You may recall from Musson's book that he specifically recommends using mfr claimed dimensions for hubs ... they are built to tight tolerances. This is consistent with my experience; I have had wrong rim ERD, but never hub measurements. OTOH, if you have the caliper feel free to measure your hubs.


----------



## upstateSC-rider (Aug 21, 2004)

Thanks guys., great info
Didn't mean to hijack the thread, just very curious.
Back to our originally scheduled content...


----------



## looigi (Nov 24, 2010)

upstateSC-rider said:


> ... Are there any diy "kits" that come with the appropriately sized spokes with washers, rims, and hubs?


Email the Bike Hub Store. He'll set you up with Pacentis, fine BHS hubs, proper spokes and nipples. ... Or his version of the Kinlin rim.


----------



## Mike T. (Feb 3, 2004)

looigi said:


> Email the Bike Hub Store. He'll set you up with Pacentis, fine BHS hubs, proper spokes and nipples. ... Or his version of the Kinlin rim.
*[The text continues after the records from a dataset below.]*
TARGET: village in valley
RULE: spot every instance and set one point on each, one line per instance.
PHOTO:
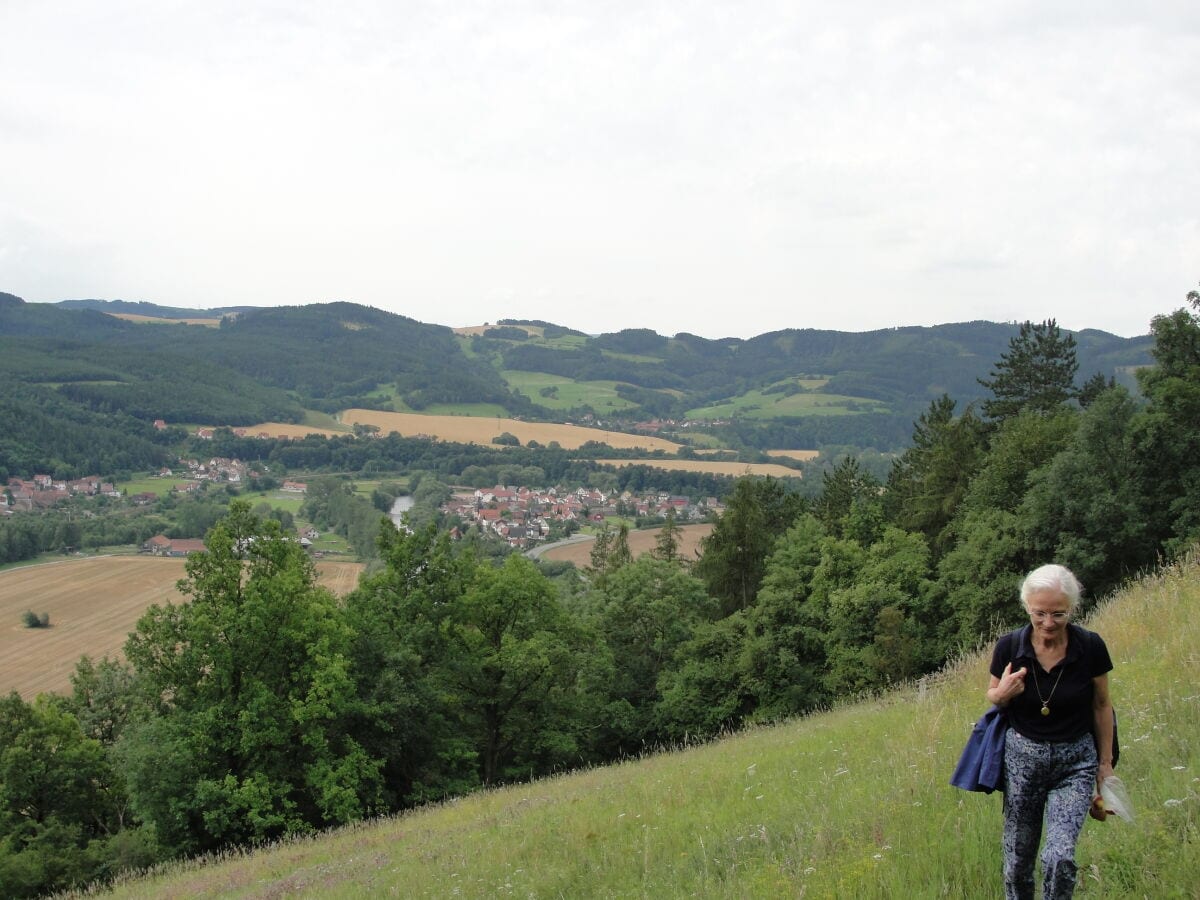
(525, 516)
(521, 516)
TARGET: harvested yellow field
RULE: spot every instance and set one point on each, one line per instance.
(285, 430)
(709, 467)
(640, 543)
(802, 455)
(133, 317)
(469, 330)
(479, 430)
(93, 605)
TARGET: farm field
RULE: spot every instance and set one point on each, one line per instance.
(640, 543)
(802, 455)
(711, 467)
(286, 430)
(756, 405)
(157, 321)
(93, 605)
(471, 430)
(569, 394)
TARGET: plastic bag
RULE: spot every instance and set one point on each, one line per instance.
(1116, 798)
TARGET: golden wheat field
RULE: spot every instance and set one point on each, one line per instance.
(480, 430)
(285, 430)
(93, 605)
(711, 467)
(155, 319)
(639, 543)
(802, 455)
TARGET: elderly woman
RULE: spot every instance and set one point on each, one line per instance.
(1053, 678)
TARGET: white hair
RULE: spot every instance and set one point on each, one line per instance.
(1051, 577)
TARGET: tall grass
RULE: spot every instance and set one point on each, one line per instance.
(849, 803)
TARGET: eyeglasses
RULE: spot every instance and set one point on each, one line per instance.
(1039, 616)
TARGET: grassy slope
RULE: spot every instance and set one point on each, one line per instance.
(851, 803)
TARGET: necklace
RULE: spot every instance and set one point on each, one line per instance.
(1045, 701)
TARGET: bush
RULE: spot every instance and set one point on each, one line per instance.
(33, 619)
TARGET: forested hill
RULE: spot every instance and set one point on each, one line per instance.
(61, 365)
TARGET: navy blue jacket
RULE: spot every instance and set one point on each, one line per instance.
(982, 765)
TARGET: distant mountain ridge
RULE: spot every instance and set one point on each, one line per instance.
(795, 388)
(143, 307)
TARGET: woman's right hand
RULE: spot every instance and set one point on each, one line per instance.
(1008, 685)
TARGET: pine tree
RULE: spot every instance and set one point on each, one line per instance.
(1037, 373)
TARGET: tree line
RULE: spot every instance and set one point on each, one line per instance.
(265, 707)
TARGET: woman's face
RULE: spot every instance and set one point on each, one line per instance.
(1049, 612)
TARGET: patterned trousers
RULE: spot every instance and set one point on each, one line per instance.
(1048, 780)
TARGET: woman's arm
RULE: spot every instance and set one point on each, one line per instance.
(1102, 708)
(1102, 711)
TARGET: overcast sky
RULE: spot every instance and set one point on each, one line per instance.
(724, 169)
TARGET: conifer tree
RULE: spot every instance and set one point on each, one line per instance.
(1037, 373)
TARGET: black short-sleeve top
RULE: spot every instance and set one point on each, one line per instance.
(1067, 689)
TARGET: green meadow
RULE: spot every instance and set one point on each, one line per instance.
(847, 803)
(757, 405)
(568, 394)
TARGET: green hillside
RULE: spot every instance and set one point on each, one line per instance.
(850, 803)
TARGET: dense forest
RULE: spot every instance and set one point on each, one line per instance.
(275, 364)
(264, 707)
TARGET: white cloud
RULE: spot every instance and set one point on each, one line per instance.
(677, 166)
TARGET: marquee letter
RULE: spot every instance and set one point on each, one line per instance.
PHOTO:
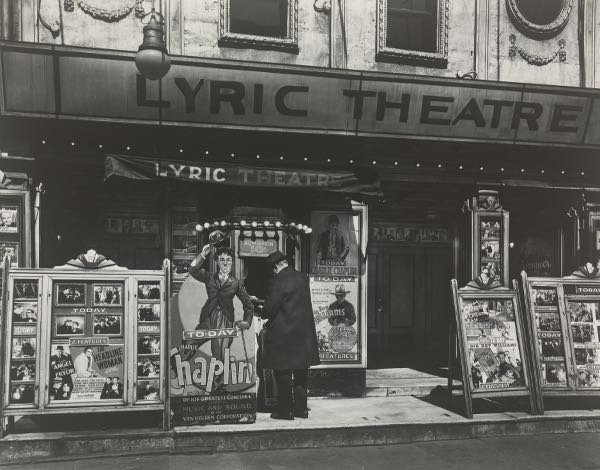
(280, 96)
(258, 94)
(558, 115)
(177, 171)
(358, 96)
(535, 111)
(427, 108)
(188, 93)
(140, 88)
(382, 104)
(216, 176)
(234, 93)
(497, 104)
(471, 112)
(195, 172)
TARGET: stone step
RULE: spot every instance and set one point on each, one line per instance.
(401, 382)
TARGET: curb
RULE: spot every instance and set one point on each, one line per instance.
(27, 448)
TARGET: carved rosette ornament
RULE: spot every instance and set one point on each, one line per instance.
(104, 14)
(526, 16)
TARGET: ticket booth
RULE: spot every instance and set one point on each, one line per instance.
(85, 337)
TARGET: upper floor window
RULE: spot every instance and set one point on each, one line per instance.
(263, 24)
(413, 31)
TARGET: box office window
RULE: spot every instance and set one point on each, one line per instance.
(260, 24)
(413, 31)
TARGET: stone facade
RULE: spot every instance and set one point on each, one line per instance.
(481, 37)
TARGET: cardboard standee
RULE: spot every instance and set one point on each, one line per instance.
(489, 332)
(564, 318)
(85, 337)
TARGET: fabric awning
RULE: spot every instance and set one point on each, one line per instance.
(239, 175)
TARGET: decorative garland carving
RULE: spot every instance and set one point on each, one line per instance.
(534, 59)
(230, 39)
(539, 31)
(110, 16)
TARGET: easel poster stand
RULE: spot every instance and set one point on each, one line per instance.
(491, 343)
(564, 314)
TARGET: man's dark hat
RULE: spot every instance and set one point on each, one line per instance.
(216, 237)
(276, 257)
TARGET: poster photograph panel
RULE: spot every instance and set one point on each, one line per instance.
(24, 347)
(108, 295)
(25, 312)
(22, 371)
(12, 250)
(545, 297)
(21, 393)
(334, 303)
(86, 372)
(149, 345)
(148, 312)
(149, 291)
(334, 243)
(69, 294)
(148, 390)
(148, 367)
(494, 356)
(107, 325)
(9, 217)
(69, 325)
(25, 289)
(583, 316)
(554, 374)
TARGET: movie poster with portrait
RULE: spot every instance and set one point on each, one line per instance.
(584, 318)
(212, 373)
(334, 243)
(86, 369)
(495, 359)
(335, 310)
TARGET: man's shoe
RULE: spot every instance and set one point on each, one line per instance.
(288, 416)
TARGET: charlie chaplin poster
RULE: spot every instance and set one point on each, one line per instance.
(334, 243)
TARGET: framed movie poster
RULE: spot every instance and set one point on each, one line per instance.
(9, 218)
(334, 244)
(335, 305)
(491, 341)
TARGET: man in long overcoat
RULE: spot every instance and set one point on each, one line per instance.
(290, 345)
Yes Brandon will and he's a fine upstanding fellow who would do his absolute best but Upstate (or anyone else) shouldn't get complacent because of this. It might come the day when a rim or hub is bought elsewhere and website specs are believed. And no-one is going to absorb the fallout from the incorrect info - except the unfortunate buyer.


----------



## Guest (Dec 3, 2013)

The Novatech A141SB hub , HED C2 Rim (ERD 592), 24spokes, 1x requires a 280.8 mm length spoke. I would buy 281mm spokes. If unavailable in whatever spoke you want to buy then I would buy 282mm spokes.


----------



## deviousalex (Aug 18, 2010)

Are nipple washers universal? 

Velofuze Round Nipple Washers Fits Stans Notubes Rims ZTR Flow Arch Alpha | eBay

I may just pick up some of those.


----------



## dcgriz (Feb 13, 2011)

pushstart said:


> You may recall from Musson's book that he specifically recommends using mfr claimed dimensions for hubs ... they are built to tight tolerances. This is consistent with my experience; I have had wrong rim ERD, but never hub measurements. OTOH, if you have the caliper feel free to measure your hubs.
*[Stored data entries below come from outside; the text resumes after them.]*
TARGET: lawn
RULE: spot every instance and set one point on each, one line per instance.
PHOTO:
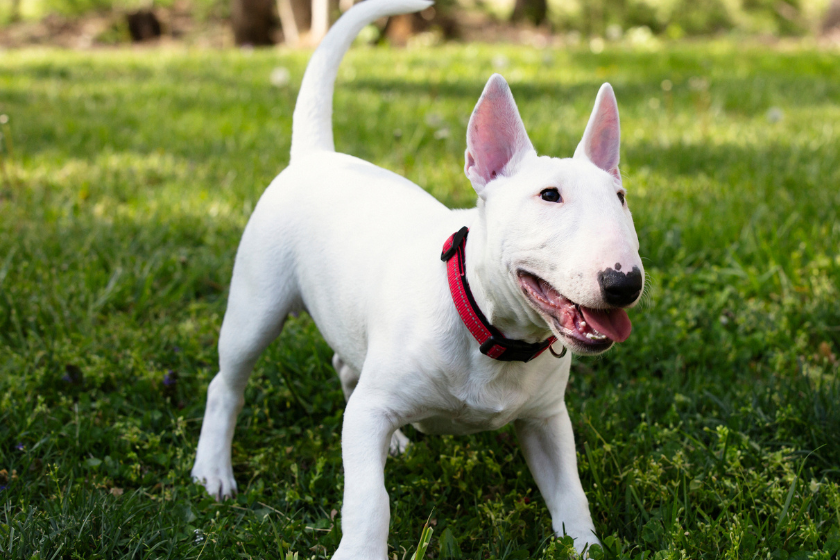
(714, 432)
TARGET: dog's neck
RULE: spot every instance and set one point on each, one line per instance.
(496, 292)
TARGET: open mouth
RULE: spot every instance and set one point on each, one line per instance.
(584, 329)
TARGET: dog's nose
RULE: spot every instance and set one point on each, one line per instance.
(618, 288)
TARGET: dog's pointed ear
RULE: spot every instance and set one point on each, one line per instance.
(602, 137)
(496, 137)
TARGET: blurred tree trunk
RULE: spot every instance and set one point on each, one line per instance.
(832, 17)
(534, 11)
(287, 21)
(320, 20)
(253, 21)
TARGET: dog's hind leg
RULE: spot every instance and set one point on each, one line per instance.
(349, 379)
(261, 297)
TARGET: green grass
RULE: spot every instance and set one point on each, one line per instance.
(714, 432)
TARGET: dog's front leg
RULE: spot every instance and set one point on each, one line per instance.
(365, 515)
(549, 448)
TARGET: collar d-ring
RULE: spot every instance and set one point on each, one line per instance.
(555, 354)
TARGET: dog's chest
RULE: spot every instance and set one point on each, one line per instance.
(477, 407)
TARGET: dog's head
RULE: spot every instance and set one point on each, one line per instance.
(560, 228)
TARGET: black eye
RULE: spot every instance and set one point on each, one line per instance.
(551, 195)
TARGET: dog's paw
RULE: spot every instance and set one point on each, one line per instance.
(399, 443)
(218, 482)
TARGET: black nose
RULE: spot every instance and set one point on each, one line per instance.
(620, 289)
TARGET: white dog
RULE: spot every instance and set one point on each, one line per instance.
(453, 347)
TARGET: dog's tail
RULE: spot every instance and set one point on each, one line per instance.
(312, 121)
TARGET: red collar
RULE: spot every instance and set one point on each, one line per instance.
(493, 343)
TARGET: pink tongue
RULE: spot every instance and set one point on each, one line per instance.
(614, 323)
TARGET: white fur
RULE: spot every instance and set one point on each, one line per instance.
(358, 248)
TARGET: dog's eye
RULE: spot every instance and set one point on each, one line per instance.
(551, 195)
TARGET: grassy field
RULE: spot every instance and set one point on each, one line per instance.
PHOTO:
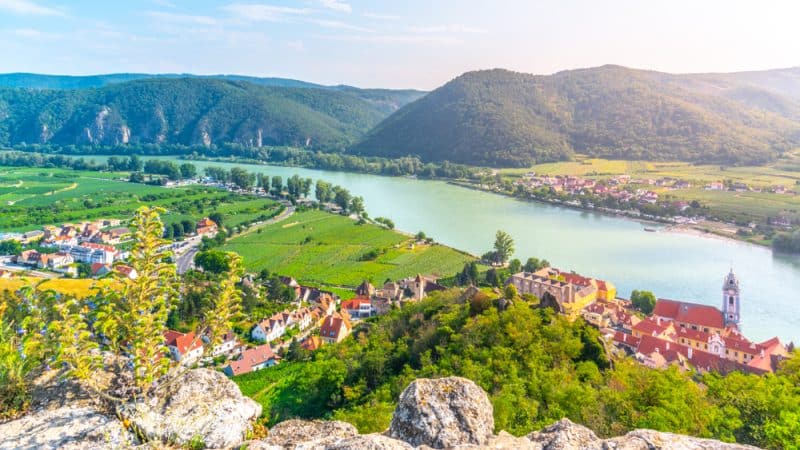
(67, 286)
(325, 249)
(33, 197)
(751, 205)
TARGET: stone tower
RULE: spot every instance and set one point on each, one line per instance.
(730, 300)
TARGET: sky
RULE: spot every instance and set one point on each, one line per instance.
(394, 44)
Musson wants to measure the center-to-flange to the inside of the flange. The published information on a lot of hubs does not indicate where their dimensions are taken and unfortunatelly this has become a standard practice with manufacturers publishing dimensions taken on the outside side of the flange to make the hub geometry (read: bracing angles) appear better on paper. A very well known boutique hub manufacturer is guilty on that with their latest 11 speed offering. Shimano is another example of wrong hub dimensions published on their Tech Tips Hub Dimensions pdf.
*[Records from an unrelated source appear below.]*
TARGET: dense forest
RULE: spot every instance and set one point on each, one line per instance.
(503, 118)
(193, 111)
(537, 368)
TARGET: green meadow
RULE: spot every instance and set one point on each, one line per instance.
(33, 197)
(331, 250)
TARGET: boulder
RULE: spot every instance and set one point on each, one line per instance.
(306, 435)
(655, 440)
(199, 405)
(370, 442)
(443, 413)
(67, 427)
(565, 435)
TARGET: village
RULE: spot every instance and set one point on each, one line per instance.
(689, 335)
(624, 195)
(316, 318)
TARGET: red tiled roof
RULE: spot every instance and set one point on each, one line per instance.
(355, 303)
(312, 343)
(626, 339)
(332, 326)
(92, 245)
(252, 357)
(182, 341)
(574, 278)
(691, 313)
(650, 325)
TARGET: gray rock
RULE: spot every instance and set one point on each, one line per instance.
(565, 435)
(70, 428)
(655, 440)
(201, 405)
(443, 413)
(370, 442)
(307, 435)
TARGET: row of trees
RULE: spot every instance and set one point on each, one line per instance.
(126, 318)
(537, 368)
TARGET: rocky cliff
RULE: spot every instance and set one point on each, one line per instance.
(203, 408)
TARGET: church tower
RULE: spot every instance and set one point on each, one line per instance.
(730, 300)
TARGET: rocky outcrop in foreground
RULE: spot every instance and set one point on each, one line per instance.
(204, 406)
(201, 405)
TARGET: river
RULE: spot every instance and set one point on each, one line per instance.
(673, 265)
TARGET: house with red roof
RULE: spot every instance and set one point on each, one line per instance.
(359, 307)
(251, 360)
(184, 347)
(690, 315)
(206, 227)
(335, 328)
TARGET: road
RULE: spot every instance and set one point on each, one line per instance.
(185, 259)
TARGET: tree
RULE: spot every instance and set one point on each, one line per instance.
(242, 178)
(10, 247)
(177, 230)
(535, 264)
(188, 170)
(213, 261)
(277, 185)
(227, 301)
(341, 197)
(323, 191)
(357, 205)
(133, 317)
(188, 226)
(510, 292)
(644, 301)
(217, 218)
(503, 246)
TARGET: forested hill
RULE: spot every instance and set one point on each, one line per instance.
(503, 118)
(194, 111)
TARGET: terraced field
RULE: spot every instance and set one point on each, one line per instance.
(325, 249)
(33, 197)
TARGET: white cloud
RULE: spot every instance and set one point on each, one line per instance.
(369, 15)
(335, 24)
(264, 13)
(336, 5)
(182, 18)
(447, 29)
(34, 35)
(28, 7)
So unless you know exactly where and how the hubs are measured, measure them yourself for the most accurate results.


----------



## Mike T. (Feb 3, 2004)

deviousalex said:


> Are nipple washers universal?


Nope. The ones I used were cupped and these look to be flat. The nipples are rounded on their shoulders, fitting the cupped washers perfectly. They claim theirs weigh 2g for 32. 52 of mine weighed 9g so I doubt their weight claim. Brandon at BHS sells the cupped ones.


----------



## pushstart (Feb 5, 2012)

dcgriz said:


> Musson wants to measure the center-to-flange to the inside of the flange. The published information on a lot of hubs does not indicate where their dimensions are taken and unfortunatelly this has become a standard practice with manufacturers publishing dimensions taken on the outside side of the flange to make the hub geometry (read: bracing angles) appear better on paper. A very well known boutique hub manufacturer is guilty on that with their latest 11 speed offering. Shimano is another example of wrong hub dimensions published on their Tech Tips Hub Dimensions pdf.
> 
> So unless you know exactly where and how the hubs are measured, measure them yourself for the most accurate results.


Good points. Yes, I guess I have just lucked out in the past, choosing hubs that are correctly measured (or measured in accordance with calculator expectations).


----------